Lakers News: Jeanie Buss Talks Russell Westbrook Trade, Play-In Tournament, More

Tim Daniels@@TimDanielsBRFeatured Columnist IVAugust 18, 2021

LOS ANGELES, CA - DECEMBER 22: President of the Los Angeles Lakers, Jeanie Buss speaks during the 2019-20 NBA Championship ring ceremony before the game against the LA Clippers on December 22, 2020 at STAPLES Center in Los Angeles, California. NOTE TO USER: User expressly acknowledges and agrees that, by downloading and/or using this Photograph, user is consenting to the terms and conditions of the Getty Images License Agreement. Mandatory Copyright Notice: Copyright 2020 NBAE (Photo by Andrew D. Bernstein/NBAE via Getty Images)
Andrew D. Bernstein/NBAE via Getty Images

Los Angeles Lakers governor Jeanie Buss predicted fans will be happy about the return of California native and UCLA product Russell Westbrook to the L.A. area after they acquired him in a blockbuster trade with the Washington Wizards.

Buss explained to Daniel Kaplan of The Athletic in an interview released Wednesday the Lakers front office knew a deal for Westbrook would create salary-cap and roster-building concerns, but they couldn't pass up the chance to bring him in alongside LeBron James and Anthony Davis.

"You know we've got a big three now, and Russell is somebody that's from L.A., went to UCLA, and I think our fans are going to be just cuckoo for him, are going to be so happy that he's here. It's like the return of one of our own," she said.

In turn, Buss noted the 2020 NBA champions were able to "capitalize" on veteran players willing to sign for a reduced cost or the minimum in order to chase a title next season.

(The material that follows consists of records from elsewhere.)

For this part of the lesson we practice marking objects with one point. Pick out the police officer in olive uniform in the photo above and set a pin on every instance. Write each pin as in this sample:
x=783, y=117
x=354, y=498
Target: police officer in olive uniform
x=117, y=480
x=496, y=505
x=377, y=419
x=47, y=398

Along with Westbrook, the Lakers have added Carmelo Anthony, Dwight Howard, Kendrick Nunn, Trevor Ariza, Wayne Ellington, Kent Bazemore and Malik Monk as part of a busy offseason. They also re-signed restricted free agent Talen Horton-Tucker, who should be ticketed for a bigger role during the 2021-22 campaign.

The question is whether the moves can help push Los Angeles to another championship after an injury-plagued year prevented the franchise from making a serious push for back-to-back titles.

James and Davis both missed significant portions of the 2020-21 season because of injury, which caused L.A. to tumble down the standings into the play-in tournament. It survived to qualify for the playoffs but was then eliminated in the first round by the eventual Western Conference champion Phoenix Suns.

Buss told Kaplan she understands the "excitement" the play-in tournament creates, but she isn't a fan of how a top-eight team can lose it's playoff spot in the blink of an eye:

"If we would have lost two games, we wouldn't have been in the playoffs at all. And that's, that's a tough pill to swallow. When you've been in the top eight for the entire season. You never dropped out of the playoff position. But yet, you know, you can lose two games, and that's what happened to Golden State, they were at the eighth spot, and then they ended up losing to us and then to Memphis and they didn't make it in the playoffs. I could see where it's kind of fun for one game, but I don't want to diminish what happens in the regular season."

She added it doesn't serve as a deterrent to tanking as much as something like a potential loss of draft picks.

Meanwhile, Kaplan also asked Buss about the future of a one-franchise superstar like Kobe Bryant, who spent his entire 20-year career with the Lakers before his 2016 retirement, given the high amount of player movement in the modern NBA:

"With Kobe to have played on one team for 20 years, I really don't think you're ever going to see that again. It's going to be very rare to see that. It's just the way the collective bargaining agreement is, it encourages a lot more movement than it did before. And I do think it's made the league more interesting, more balanced in increasing engagement in the offseason ... there were so many headlines [during the NBA's free agency period] that put us right up there with the Olympics going on."

Bryant, who died in a helicopter crash in January 2020, had both his Nos. 8 and 24 retired by the Lakers and was posthumously inducted in the Basketball Hall of Fame in May.

He was a foundational piece in five of the Lakers' 17 championships. They'll go for No. 18, which would break a tie with the Boston Celtics for the most by a single franchise in NBA history, with their new-look roster next season.